Until very recently, only two isoforms of cyclooxygenase had been identified: COX-1, which is constitutively expressed, and COX-2, which is inducible. COX-1 appears to be responsible for the production of physiologically relevant prostanoids, such as the PGI2 and PGE2 in the gastrointestinal (GI) tract whereby they are protective to the stomach. Cox-1 is also involved in the production of TxA2, a potent inducer of platelet aggregation and causes vasoconstriction. In addition to their role in anti-inflammation, inhibitors of COX-1, such as aspirin, inhibit blood coaglutation, and are associated with GI toxicity. COX-2 is rapidly up-regulated at inflammatory sites and appears to be responsible for the formation of proinflammatory prostanoids. The more selective COX-2 inhibitors would likely have reduced GI toxicity, but would still relieve pain and other classic signs of inflammation, such as heat, redness, and swelling. Neither COX-1 nor COX-2 are sensitive to acetaminophen at therapeutic concentrations of the drug when assayed in whole cells or cell homogenates, suggesting that neither COX-1 nor COX-2 are good targets for the action of acetaminophen.
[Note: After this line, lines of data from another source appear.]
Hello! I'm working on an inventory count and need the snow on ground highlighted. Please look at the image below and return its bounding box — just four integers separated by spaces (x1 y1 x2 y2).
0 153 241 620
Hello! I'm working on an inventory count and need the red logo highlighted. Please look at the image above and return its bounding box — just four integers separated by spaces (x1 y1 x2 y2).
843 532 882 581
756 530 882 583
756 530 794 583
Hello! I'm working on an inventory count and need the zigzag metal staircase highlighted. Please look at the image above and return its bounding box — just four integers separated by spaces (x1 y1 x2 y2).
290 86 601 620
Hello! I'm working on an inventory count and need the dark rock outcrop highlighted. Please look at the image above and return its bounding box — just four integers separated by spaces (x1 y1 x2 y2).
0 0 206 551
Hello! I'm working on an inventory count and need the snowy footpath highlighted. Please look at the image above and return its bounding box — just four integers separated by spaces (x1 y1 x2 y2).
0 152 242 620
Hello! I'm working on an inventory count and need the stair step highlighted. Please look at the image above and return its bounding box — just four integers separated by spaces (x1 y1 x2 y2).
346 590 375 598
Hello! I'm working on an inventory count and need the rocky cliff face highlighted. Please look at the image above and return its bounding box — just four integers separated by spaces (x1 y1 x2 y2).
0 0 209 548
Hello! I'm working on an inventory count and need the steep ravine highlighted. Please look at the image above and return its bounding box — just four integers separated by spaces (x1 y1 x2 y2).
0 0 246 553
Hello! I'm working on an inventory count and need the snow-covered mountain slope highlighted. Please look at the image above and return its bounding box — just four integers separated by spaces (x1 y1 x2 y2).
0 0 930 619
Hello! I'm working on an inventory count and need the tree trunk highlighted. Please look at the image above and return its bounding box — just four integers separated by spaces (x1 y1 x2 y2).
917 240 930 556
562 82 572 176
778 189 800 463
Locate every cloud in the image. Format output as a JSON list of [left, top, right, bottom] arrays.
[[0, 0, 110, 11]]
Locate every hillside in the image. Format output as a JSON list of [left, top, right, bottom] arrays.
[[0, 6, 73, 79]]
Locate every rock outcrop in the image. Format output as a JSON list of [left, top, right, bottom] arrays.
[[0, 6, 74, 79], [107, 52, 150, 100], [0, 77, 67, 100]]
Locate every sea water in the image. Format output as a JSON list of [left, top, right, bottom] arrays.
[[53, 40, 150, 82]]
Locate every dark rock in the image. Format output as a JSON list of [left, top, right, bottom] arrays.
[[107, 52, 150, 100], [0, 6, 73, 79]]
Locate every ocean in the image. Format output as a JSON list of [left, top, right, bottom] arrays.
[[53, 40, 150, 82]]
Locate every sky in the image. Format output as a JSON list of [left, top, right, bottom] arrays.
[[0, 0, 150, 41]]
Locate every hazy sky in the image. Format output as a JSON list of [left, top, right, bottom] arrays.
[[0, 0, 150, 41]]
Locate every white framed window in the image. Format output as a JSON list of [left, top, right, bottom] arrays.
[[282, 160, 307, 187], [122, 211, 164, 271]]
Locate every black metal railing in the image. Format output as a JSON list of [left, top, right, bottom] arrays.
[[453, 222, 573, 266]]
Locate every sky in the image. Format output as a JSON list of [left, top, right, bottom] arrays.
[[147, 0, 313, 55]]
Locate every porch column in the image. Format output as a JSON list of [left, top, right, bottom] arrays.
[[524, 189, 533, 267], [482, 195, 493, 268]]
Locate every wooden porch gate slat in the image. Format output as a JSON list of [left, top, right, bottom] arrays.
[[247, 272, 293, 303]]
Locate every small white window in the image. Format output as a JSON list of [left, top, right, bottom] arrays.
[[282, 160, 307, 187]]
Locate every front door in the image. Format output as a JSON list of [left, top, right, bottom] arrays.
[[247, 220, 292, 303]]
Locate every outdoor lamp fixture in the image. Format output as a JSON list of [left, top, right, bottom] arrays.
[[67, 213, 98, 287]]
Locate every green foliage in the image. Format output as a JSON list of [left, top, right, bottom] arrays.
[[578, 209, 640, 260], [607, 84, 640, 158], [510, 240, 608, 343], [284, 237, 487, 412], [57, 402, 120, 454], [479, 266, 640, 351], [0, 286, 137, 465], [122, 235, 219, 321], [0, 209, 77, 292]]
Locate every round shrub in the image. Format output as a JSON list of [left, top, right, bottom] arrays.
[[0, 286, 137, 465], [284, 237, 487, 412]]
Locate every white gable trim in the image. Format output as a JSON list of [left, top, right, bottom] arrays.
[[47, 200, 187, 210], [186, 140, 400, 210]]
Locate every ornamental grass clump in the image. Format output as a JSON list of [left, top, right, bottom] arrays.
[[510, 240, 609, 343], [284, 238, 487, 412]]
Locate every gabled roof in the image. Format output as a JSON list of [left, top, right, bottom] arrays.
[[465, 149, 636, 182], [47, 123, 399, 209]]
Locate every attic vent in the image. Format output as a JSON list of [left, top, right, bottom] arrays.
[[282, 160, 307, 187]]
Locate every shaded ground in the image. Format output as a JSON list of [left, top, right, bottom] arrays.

A gene encoding the third cyclooxygenase isozyme or COX-3 has been recently identified from canine cerebral cortex (Chandrasekharan et al., 2002, Proc. Natl. Acad. Sci. USA, 99:13926-31). The inhibition of COX-3 was suggested to represent a primary central mechanism for the action of acetaminophen. The dog COX-3 gene is a splicing variant of the dog COX-1 gene with retention of intron 1. The dog COX-3 protein contains an amino acid sequence identical to that of the dog COX-1 protein at the carboxyl terminus and an insertion of 33 amino acids at the amino terminus. The dog COX-3 mRNA is expressed in canine cerebral cortex and in lesser amounts in other tissues analyzed. Functional studies have demonstrated that the dog COX-3 possesses glycosylation-dependent cyclooxygenase activity, and is potently inhibited by some, but not all, NSAIDs. A comparison of dog COX-3 activity with murine COX-1 and -2 demonstrates that dog COX-3 is selectively inhibited by analgesic/antipyretic drugs such as acetaminophen, phenacetin, antipyrine, and dipyrone. For example, at a substrate concentration of 5 mM, acetaminophen is 100-fold selective for inhibition of dog COX-3 versus murine COX-2 and 2-fold selective versus murine COX-1 (Chandrasekharan et al., 2002, supra).
Although dog COX-3 has been identified from canine cerebral cortex, the existence of human COX-3 required further experimentation because based on the published human genome sequences, intron 1 of human COX-1 is out of frame with the rest of the coding sequence of human COX-1. It was not known whether the published human genome sequences constitute genuine polymorphisms or sequencing errors (Chandrasekharan et al., 2002, supra). Carefully designed studies need to be performed in order to demonstrate the existence of human COX-3 or lack thereof. Results from human COX-3 studies can be useful in elucidating the mechanism of existing analgesics, such as acetaminophen, and to develop more specific analgesics with fewer side effects.